Tineke Altena, hoogleraar theoretische natuurkunde aan twee universiteiten, had, in de herfsttij van haar huwelijk, een deal met Ferwerda gesloten. Hij mocht rommelen wat hij wilde met zijn prijsnimf, zolang hij maar zeven dagen van de week ontbijt maakte, vier dagen avondeten, niet met zijn maîtresse op reis ging binnen Europa (daarbuiten mocht het quasi clandestiene liefdesduo zich ongans reizen aangezien Tineke een hekel had aan vliegen, en aan culturen met wie ze zich niet verbaal kon verhouden) en, dit was een dealbreaker: hij moest haar vier van de zeven nachten per week komen opwarmen in bed.
Een keer per maand behield ze zich het recht voor om zich op hem naar eigen inzicht uit te leven.

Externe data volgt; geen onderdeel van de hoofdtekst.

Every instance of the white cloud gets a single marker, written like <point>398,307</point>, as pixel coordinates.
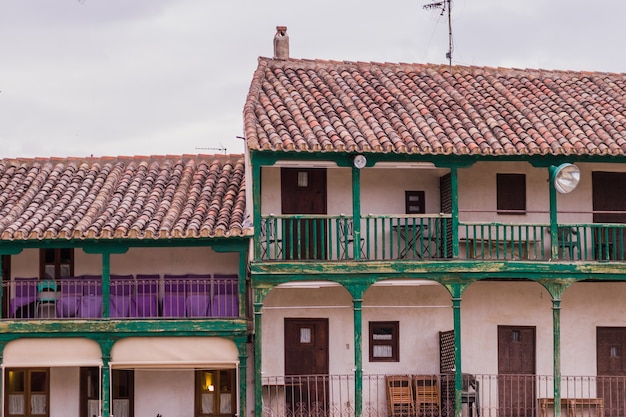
<point>119,77</point>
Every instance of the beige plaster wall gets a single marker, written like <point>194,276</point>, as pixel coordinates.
<point>382,190</point>
<point>64,392</point>
<point>166,392</point>
<point>584,307</point>
<point>423,311</point>
<point>487,305</point>
<point>477,193</point>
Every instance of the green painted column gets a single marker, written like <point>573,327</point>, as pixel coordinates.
<point>556,292</point>
<point>1,286</point>
<point>357,291</point>
<point>105,346</point>
<point>243,268</point>
<point>454,185</point>
<point>259,295</point>
<point>458,368</point>
<point>2,377</point>
<point>356,212</point>
<point>256,208</point>
<point>358,356</point>
<point>241,343</point>
<point>554,247</point>
<point>556,321</point>
<point>106,284</point>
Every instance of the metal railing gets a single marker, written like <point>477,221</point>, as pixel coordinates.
<point>140,297</point>
<point>416,395</point>
<point>430,237</point>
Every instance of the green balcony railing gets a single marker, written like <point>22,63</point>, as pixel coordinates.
<point>308,237</point>
<point>430,237</point>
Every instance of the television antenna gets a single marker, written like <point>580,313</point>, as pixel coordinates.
<point>445,5</point>
<point>223,150</point>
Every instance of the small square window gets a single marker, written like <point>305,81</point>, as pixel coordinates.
<point>511,193</point>
<point>384,341</point>
<point>414,202</point>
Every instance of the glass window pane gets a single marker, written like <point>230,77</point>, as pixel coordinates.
<point>66,256</point>
<point>226,381</point>
<point>49,256</point>
<point>208,403</point>
<point>121,384</point>
<point>382,351</point>
<point>38,404</point>
<point>226,404</point>
<point>305,335</point>
<point>16,381</point>
<point>50,272</point>
<point>38,381</point>
<point>16,404</point>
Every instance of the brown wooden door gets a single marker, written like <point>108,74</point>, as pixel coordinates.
<point>306,366</point>
<point>6,278</point>
<point>516,371</point>
<point>609,206</point>
<point>611,365</point>
<point>303,191</point>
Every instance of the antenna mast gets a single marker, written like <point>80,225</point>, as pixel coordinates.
<point>442,5</point>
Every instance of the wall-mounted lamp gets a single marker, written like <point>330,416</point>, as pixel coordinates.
<point>566,177</point>
<point>360,161</point>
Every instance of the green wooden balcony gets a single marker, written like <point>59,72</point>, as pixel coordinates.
<point>431,237</point>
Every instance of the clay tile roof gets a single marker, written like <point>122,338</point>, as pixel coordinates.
<point>316,105</point>
<point>143,197</point>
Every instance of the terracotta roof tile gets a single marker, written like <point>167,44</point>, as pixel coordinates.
<point>331,106</point>
<point>148,197</point>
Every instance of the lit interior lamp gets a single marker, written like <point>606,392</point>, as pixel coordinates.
<point>566,178</point>
<point>359,161</point>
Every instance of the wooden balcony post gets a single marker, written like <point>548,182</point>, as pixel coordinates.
<point>554,245</point>
<point>454,185</point>
<point>357,292</point>
<point>356,212</point>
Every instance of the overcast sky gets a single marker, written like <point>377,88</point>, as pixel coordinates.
<point>153,77</point>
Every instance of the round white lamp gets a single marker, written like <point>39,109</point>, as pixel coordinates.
<point>566,178</point>
<point>359,161</point>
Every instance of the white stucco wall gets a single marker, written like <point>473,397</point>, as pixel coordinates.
<point>487,305</point>
<point>166,392</point>
<point>382,190</point>
<point>423,311</point>
<point>417,308</point>
<point>64,392</point>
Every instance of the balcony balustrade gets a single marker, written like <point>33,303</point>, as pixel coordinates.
<point>482,395</point>
<point>430,237</point>
<point>140,297</point>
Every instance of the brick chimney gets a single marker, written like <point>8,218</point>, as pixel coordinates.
<point>281,43</point>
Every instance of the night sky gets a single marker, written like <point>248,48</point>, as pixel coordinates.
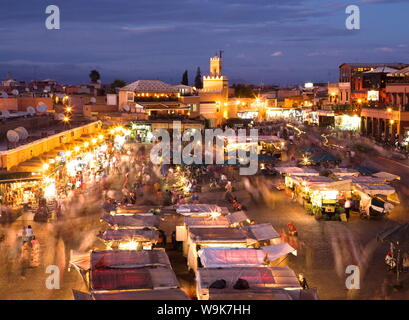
<point>265,41</point>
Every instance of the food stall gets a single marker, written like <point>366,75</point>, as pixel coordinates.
<point>376,200</point>
<point>214,238</point>
<point>123,270</point>
<point>136,221</point>
<point>243,257</point>
<point>130,239</point>
<point>327,199</point>
<point>256,277</point>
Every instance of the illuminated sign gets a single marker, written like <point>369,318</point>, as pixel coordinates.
<point>373,95</point>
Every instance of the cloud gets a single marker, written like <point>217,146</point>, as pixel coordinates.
<point>146,29</point>
<point>385,49</point>
<point>277,54</point>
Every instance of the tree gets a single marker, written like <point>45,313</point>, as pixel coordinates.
<point>185,78</point>
<point>94,76</point>
<point>244,90</point>
<point>117,84</point>
<point>198,79</point>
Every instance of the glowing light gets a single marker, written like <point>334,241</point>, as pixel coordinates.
<point>50,191</point>
<point>130,245</point>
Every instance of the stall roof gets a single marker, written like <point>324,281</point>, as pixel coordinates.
<point>231,257</point>
<point>138,235</point>
<point>218,235</point>
<point>193,209</point>
<point>133,279</point>
<point>237,217</point>
<point>312,180</point>
<point>134,221</point>
<point>119,259</point>
<point>277,251</point>
<point>249,294</point>
<point>386,176</point>
<point>263,231</point>
<point>297,171</point>
<point>344,172</point>
<point>257,277</point>
<point>363,179</point>
<point>219,221</point>
<point>376,189</point>
<point>164,294</point>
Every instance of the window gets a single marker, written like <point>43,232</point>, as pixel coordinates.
<point>130,96</point>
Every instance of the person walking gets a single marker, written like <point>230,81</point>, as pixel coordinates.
<point>347,207</point>
<point>303,281</point>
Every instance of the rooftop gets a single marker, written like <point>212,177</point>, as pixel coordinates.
<point>150,86</point>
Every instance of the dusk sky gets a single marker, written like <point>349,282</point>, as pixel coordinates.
<point>265,41</point>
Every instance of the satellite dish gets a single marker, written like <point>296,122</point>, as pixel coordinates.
<point>31,110</point>
<point>5,113</point>
<point>12,136</point>
<point>42,108</point>
<point>22,132</point>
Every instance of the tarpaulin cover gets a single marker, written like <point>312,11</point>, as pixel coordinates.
<point>363,179</point>
<point>296,171</point>
<point>190,209</point>
<point>121,279</point>
<point>372,189</point>
<point>263,231</point>
<point>80,260</point>
<point>386,176</point>
<point>219,221</point>
<point>249,294</point>
<point>120,259</point>
<point>133,279</point>
<point>139,235</point>
<point>344,172</point>
<point>164,294</point>
<point>255,276</point>
<point>311,180</point>
<point>135,221</point>
<point>78,295</point>
<point>237,217</point>
<point>218,235</point>
<point>277,251</point>
<point>231,257</point>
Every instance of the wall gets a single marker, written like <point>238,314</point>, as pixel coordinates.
<point>14,157</point>
<point>8,104</point>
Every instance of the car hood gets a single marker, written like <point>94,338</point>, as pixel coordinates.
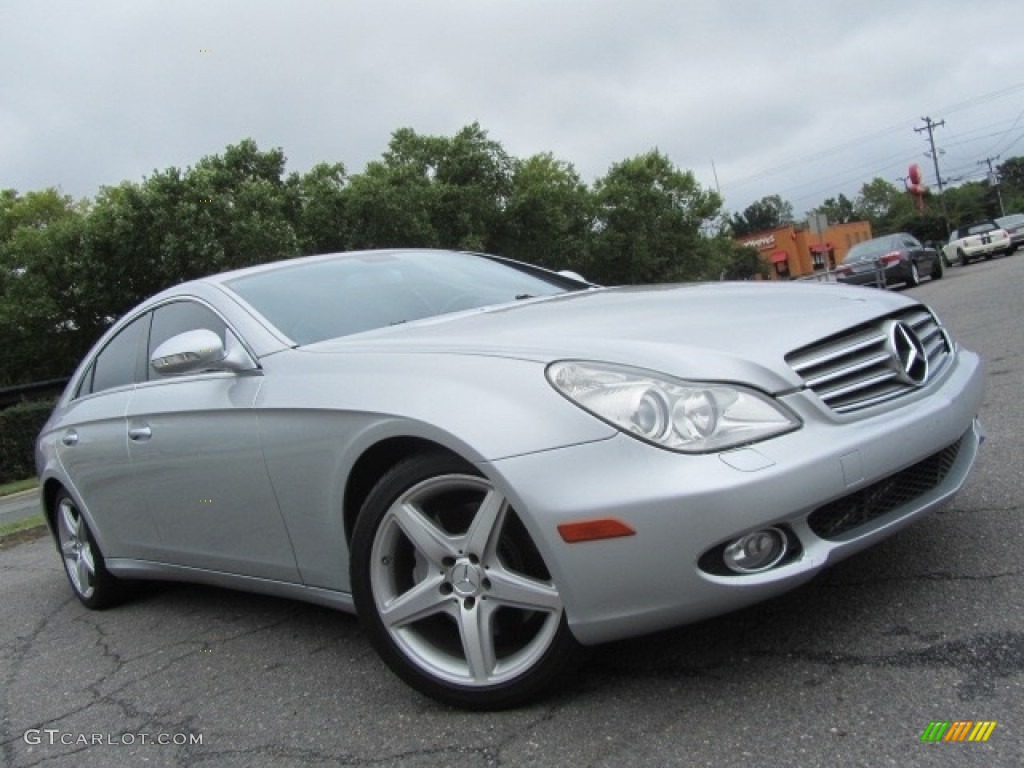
<point>737,332</point>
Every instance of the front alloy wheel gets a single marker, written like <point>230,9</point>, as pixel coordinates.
<point>914,274</point>
<point>452,590</point>
<point>84,564</point>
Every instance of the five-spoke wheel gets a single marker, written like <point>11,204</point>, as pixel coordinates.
<point>453,590</point>
<point>84,564</point>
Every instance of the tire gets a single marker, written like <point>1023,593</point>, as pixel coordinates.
<point>84,563</point>
<point>452,591</point>
<point>914,279</point>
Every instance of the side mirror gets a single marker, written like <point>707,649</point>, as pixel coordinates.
<point>194,351</point>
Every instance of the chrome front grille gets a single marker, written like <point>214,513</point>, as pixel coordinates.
<point>858,369</point>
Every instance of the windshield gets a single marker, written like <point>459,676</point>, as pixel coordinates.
<point>311,301</point>
<point>979,228</point>
<point>871,249</point>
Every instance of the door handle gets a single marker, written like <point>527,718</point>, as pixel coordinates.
<point>139,433</point>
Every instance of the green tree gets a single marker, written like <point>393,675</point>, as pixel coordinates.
<point>648,220</point>
<point>768,213</point>
<point>548,215</point>
<point>320,211</point>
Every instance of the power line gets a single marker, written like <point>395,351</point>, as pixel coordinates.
<point>742,181</point>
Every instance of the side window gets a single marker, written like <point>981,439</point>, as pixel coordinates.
<point>118,364</point>
<point>178,317</point>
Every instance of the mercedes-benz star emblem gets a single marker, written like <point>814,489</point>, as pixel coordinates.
<point>908,355</point>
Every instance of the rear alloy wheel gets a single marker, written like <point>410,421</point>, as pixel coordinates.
<point>914,274</point>
<point>452,589</point>
<point>84,564</point>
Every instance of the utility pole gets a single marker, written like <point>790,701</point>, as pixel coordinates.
<point>993,179</point>
<point>930,126</point>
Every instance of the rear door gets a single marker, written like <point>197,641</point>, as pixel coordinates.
<point>91,445</point>
<point>195,448</point>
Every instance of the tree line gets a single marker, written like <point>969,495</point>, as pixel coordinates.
<point>69,268</point>
<point>890,209</point>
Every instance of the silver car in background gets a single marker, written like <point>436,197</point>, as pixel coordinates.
<point>495,465</point>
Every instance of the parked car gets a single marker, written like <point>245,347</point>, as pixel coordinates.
<point>980,240</point>
<point>888,260</point>
<point>496,465</point>
<point>1014,224</point>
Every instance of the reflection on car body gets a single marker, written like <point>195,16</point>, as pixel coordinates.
<point>493,481</point>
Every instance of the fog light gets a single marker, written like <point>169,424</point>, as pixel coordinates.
<point>756,552</point>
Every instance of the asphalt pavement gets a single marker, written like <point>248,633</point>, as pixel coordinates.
<point>22,506</point>
<point>850,670</point>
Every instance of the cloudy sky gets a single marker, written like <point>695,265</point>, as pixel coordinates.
<point>803,99</point>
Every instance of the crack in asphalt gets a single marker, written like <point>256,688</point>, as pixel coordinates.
<point>19,649</point>
<point>981,659</point>
<point>939,576</point>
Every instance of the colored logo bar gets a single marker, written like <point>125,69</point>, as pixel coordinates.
<point>958,730</point>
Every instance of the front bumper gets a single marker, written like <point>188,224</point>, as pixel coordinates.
<point>684,506</point>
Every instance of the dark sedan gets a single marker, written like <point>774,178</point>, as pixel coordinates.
<point>890,259</point>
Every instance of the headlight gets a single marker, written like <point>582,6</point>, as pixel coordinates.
<point>684,416</point>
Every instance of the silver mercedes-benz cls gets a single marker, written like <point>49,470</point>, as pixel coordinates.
<point>496,465</point>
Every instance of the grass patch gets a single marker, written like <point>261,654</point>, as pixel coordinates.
<point>7,488</point>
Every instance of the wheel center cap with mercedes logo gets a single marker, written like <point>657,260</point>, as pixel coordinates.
<point>908,356</point>
<point>466,580</point>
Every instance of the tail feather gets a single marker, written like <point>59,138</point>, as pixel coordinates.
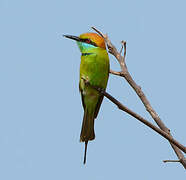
<point>87,130</point>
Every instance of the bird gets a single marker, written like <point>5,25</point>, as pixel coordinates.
<point>94,68</point>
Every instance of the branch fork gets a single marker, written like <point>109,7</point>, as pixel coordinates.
<point>126,75</point>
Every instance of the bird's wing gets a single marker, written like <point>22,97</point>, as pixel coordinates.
<point>82,98</point>
<point>98,106</point>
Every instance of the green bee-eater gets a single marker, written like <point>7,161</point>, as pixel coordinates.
<point>94,68</point>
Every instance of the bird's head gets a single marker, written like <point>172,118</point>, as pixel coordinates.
<point>88,41</point>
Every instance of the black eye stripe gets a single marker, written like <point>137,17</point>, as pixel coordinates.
<point>88,41</point>
<point>86,54</point>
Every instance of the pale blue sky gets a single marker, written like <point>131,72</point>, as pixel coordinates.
<point>40,105</point>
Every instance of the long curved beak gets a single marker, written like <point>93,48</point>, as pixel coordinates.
<point>76,38</point>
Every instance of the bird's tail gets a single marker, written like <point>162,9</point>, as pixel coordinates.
<point>87,130</point>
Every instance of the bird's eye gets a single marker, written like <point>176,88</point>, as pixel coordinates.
<point>88,41</point>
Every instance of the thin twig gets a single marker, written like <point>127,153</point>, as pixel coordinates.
<point>137,116</point>
<point>171,161</point>
<point>125,74</point>
<point>116,73</point>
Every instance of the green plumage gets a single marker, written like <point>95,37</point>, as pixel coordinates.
<point>94,67</point>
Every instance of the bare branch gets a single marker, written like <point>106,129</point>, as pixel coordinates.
<point>124,71</point>
<point>171,161</point>
<point>138,117</point>
<point>116,73</point>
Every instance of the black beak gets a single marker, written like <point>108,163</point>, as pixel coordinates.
<point>72,37</point>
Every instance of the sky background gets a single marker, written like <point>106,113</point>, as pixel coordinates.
<point>40,105</point>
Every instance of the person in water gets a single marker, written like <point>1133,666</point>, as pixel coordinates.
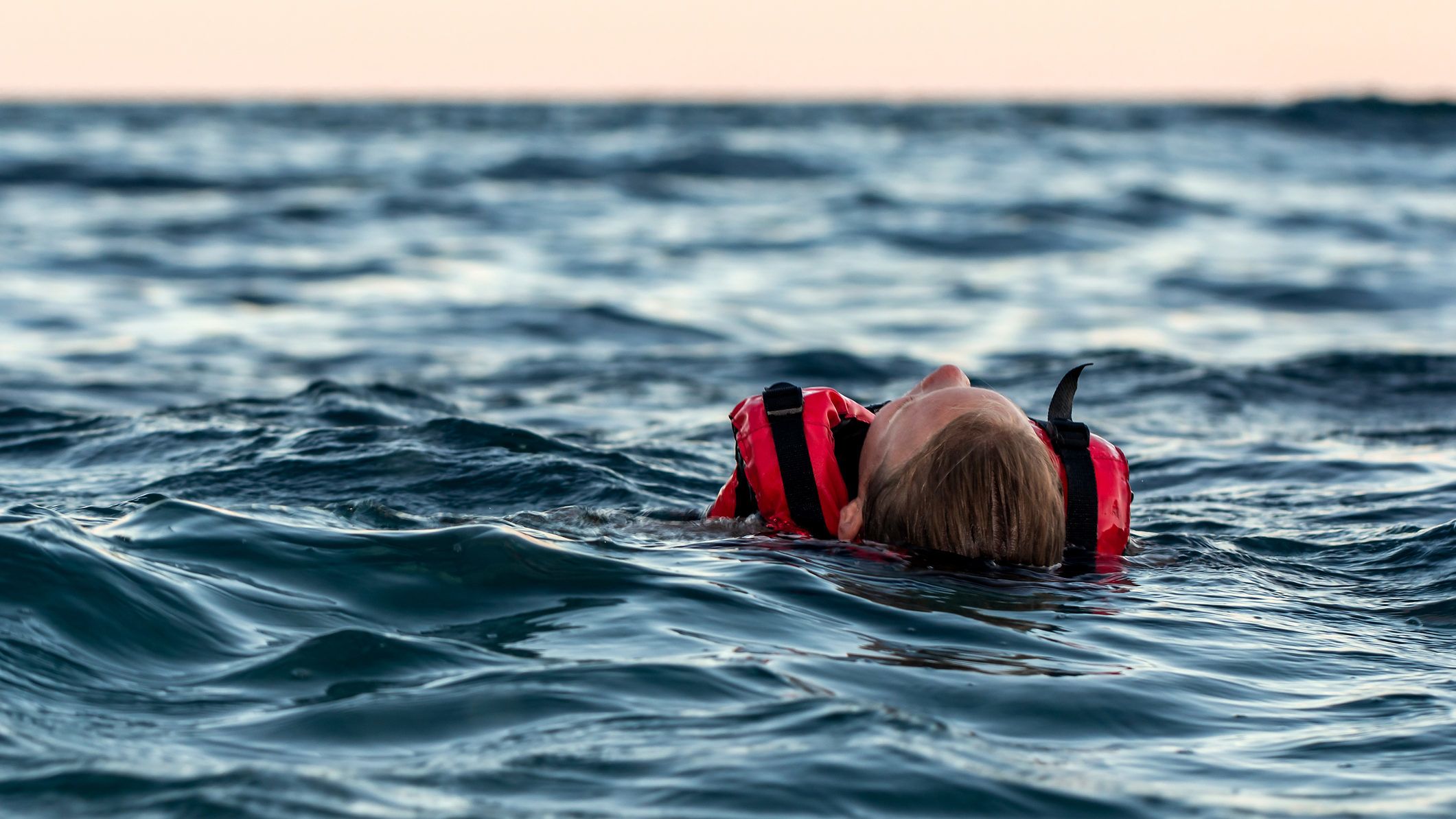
<point>945,467</point>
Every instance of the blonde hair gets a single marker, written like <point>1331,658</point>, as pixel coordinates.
<point>980,487</point>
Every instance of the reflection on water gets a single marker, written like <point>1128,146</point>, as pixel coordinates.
<point>353,457</point>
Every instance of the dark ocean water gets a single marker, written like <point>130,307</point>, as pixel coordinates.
<point>350,459</point>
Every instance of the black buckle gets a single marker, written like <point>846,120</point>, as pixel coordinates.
<point>1069,435</point>
<point>783,400</point>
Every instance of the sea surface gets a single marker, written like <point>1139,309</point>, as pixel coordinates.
<point>353,457</point>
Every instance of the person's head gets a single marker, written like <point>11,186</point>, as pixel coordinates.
<point>957,468</point>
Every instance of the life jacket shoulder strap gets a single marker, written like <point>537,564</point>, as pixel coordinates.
<point>797,458</point>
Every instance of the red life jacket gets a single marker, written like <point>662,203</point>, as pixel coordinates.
<point>798,465</point>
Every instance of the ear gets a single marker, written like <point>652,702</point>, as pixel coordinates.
<point>851,520</point>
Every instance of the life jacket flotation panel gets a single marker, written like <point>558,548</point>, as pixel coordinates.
<point>794,468</point>
<point>798,465</point>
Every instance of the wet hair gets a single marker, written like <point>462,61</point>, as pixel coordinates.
<point>982,487</point>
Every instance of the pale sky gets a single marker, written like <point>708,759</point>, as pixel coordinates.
<point>730,49</point>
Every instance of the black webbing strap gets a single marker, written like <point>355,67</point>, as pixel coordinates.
<point>744,500</point>
<point>1070,442</point>
<point>849,442</point>
<point>784,402</point>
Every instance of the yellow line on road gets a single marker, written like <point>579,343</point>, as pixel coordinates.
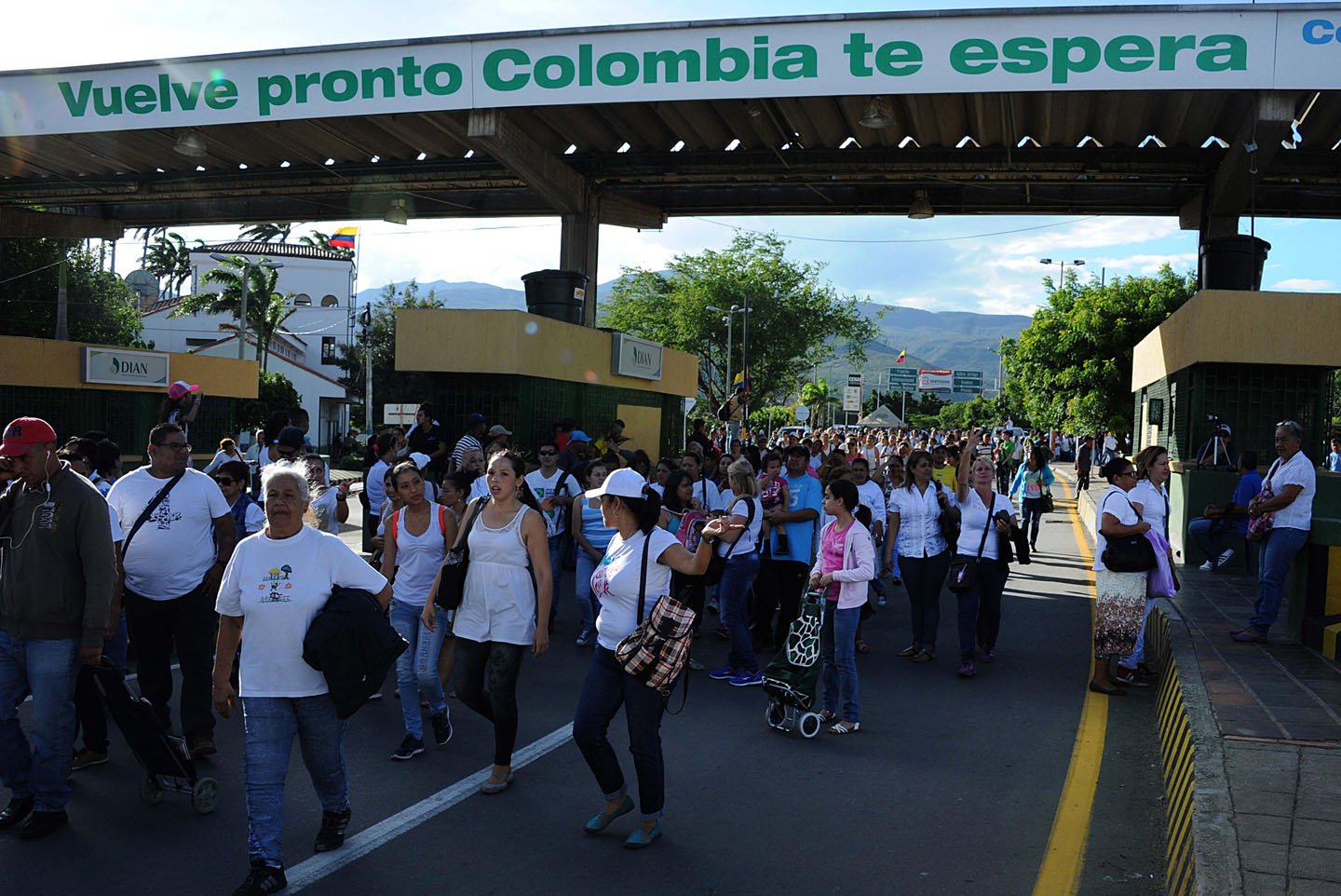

Het voordeel van dit arrangement, vond Tineke, was dat ze grosso modo met rust werd gelaten. De manier om door een man met rust te worden gelaten, zeker een man met de rusteloosheid van Jan Jaap Ferwerda, was om hem zijn pleziertjes te gunnen, zijn stokpaardjes te laten berijden al was het dan een stokpaardje dat, het werd zo langzamerhand pathetisch, hun dochter zou kunnen zijn – het kind, zo vergat Ferwerda nooit op te merken, dat Tineke zelf nooit had willen baren. Fysica was alles voor Tineke, meer nog dan seks, of die vorm van seks zonder sappen: muziek, of zelfs maar gastronomie (hetgeen zij, niet alleen fysisch gezien, aanstellerij vond). Een keer per maand wenste ze Ferwerda vast te binden in bed en hem af te ranselen met takken en twijgen die ze daarvoor op hun zondagse wandeling in het bos had verzameld. Dat Ferwerda bij die in theorie voor beiden opwindende afranseling kreten liet horen die tot aan de overkant van de straat hoorbaar waren, nam zij graag voor lief. Te enen male weigerde de overjarige jurist een washandje in de bek te nemen, zoals persende, half-ontsloten barenden dat plegen te doen.